Deerskin follows a middle aged, creepy, naïve loner, Georges (Jean Dujardin), as he travails the countryside aimlessly, with his newly purchased deerskin jacket. He checks into a hotel he can’t afford using his wedding ring as collateral. Georges lies around, for what seems like hours and hours, having full-fledged existential conversations with his deerskin jacket. Their rapport and camaraderie parallels the character dynamics of Appatowian bromances. Hilarity, sadness and weirdness fill his room like heavy and musty dead air. Eventually, he breaks out into the night, ending up at the local bar where he meets the bartender, Denise (Adèle Haenel, Portrait of a Lady on Fire). Georges claims to be a filmmaker mid-production in order to impress her. Denise, intense and un-ironic, reveals she is a film editor in her spare time, and just like that another unlikely partnership forms. Soon, Georges adopts his retro camcorder as his eye. He starts filming chaotically silly and increasingly discomforting scenes with his co-director: his deerskin jacket. Haenel is tasked with editing and making sense of Georges random footage. Oddly enough, she decides to fund his bizarre film with her personal savings. Eventually, Georges’ brain embraces more evil urges. His deerskin partner convinces him to begin killing anyone he sees wearing a jacket.
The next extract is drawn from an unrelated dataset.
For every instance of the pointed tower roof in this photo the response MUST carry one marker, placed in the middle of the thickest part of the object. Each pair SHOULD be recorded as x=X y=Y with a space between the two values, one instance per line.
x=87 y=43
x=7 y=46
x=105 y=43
Visually, Deerskin is a monochromatic vision of brownness. Dupeiux (who DP’ed, edited, wrote, and directed) captures landscapes, nothingness, and aimlessness through distant framing of his subjects; allowing the characters just enough space to breathe in this high-concept lark. For the most part, his camera remains static; dialing down cinematographic showiness in exchange for an idiosyncratic, creeping and textured tone basking in stillness. It’s a film that capitalizes on punchlines and tonal shifts by breaking up its eeriness with hilarity and absurdity. The acting is also a major highlight; Dujardin and Haenel give some of the most committed performances this year. Their unwavering seriousness provide the necessary stable core for this prickly odd-ball dark comedy to succeed.
Deerskin is clearly set to be a cult film. It ticks all of the boxes necessary to please fans of this space. Dupieux’s film is so marvelously deranged and comically strange that its repetitiveness is forgiven. Ultimately, Deerskin is a sinister piece of genre filmmaking that plays its one note concept to near exhaustion. But, luckily for us it’s a virtuoso performance.